# Poor little fellow - wish him luck!



## nabisho (Nov 18, 2004)

Lady called me said she found him on her front lawn, probably got snatched and dropped by a Hawk or a Raven or something. He was so starved and dehydrated he was just laying there face down panting. I was able to get fluids (Nutri-Start) in him and after he perked up some I put him in with one of my best Momma birds and she and her Poppa bird adopted him and were busy taking turns feeding him all last night. Here he is this morning with his new Momma getting some breakfast. He looks so happy now to have a Momma and Papa to take care of him. Cute little pooper - wish him luck on his new life.

NAB


----------



## amyable (Jul 7, 2007)

Oh my gosh that is such a lovely story.
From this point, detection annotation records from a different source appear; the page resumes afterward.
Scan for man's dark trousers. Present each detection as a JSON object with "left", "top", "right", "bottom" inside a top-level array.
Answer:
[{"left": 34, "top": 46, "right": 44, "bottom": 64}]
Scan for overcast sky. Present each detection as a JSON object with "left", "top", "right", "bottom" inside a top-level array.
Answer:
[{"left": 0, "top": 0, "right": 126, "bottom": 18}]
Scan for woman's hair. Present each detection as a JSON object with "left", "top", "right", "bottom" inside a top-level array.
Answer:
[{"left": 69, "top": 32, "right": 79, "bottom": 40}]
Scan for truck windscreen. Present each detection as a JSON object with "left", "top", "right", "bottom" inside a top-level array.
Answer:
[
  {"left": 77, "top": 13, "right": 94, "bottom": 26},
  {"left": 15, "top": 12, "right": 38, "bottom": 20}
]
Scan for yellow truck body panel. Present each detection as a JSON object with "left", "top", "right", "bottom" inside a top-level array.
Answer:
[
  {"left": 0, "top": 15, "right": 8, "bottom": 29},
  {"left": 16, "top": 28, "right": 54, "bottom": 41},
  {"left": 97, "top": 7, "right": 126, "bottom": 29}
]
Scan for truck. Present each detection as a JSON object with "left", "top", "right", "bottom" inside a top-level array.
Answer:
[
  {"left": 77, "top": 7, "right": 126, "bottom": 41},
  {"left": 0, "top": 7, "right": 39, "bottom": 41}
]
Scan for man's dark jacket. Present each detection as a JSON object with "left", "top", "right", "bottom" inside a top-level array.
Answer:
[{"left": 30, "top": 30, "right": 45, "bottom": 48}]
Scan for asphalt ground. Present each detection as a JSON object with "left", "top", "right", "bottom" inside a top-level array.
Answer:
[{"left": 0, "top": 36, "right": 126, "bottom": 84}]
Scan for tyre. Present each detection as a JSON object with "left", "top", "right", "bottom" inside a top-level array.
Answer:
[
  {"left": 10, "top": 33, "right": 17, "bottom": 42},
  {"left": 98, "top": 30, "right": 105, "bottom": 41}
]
I was nervous about reading it when I read the title but am so pleased to hear it's a good outcome and he's got a new Mom & Dad to take care of him.
What amazing parents. 

Janet


----------



## Jaye (Mar 13, 2008)

Yes, great story !...is there ANY sign of external injury, though ? Because if so, you should begin antibiotics asap....


----------



## MaryOfExeter (Sep 30, 2007)

Yay!  I am happy for him! He's very lucky.


----------



## Msfreebird (Sep 23, 2007)

Oh.....so sweet! I'm glad he found you and his new momma


----------



## whytwings (Feb 12, 2011)

I love reading stuff like this ......A job well done to you and to *big momma & pappa*


----------



## Michy (Jul 29, 2011)

That is so sweet!! Wishing the little guy the very best!! Kudos to to adoptive parents!!


----------



## Charis (Feb 11, 2007)

Lucky little baby to end up with you!


----------



## spirit wings (Mar 29, 2008)

That is sooooo cute! what a good mom and dad !


----------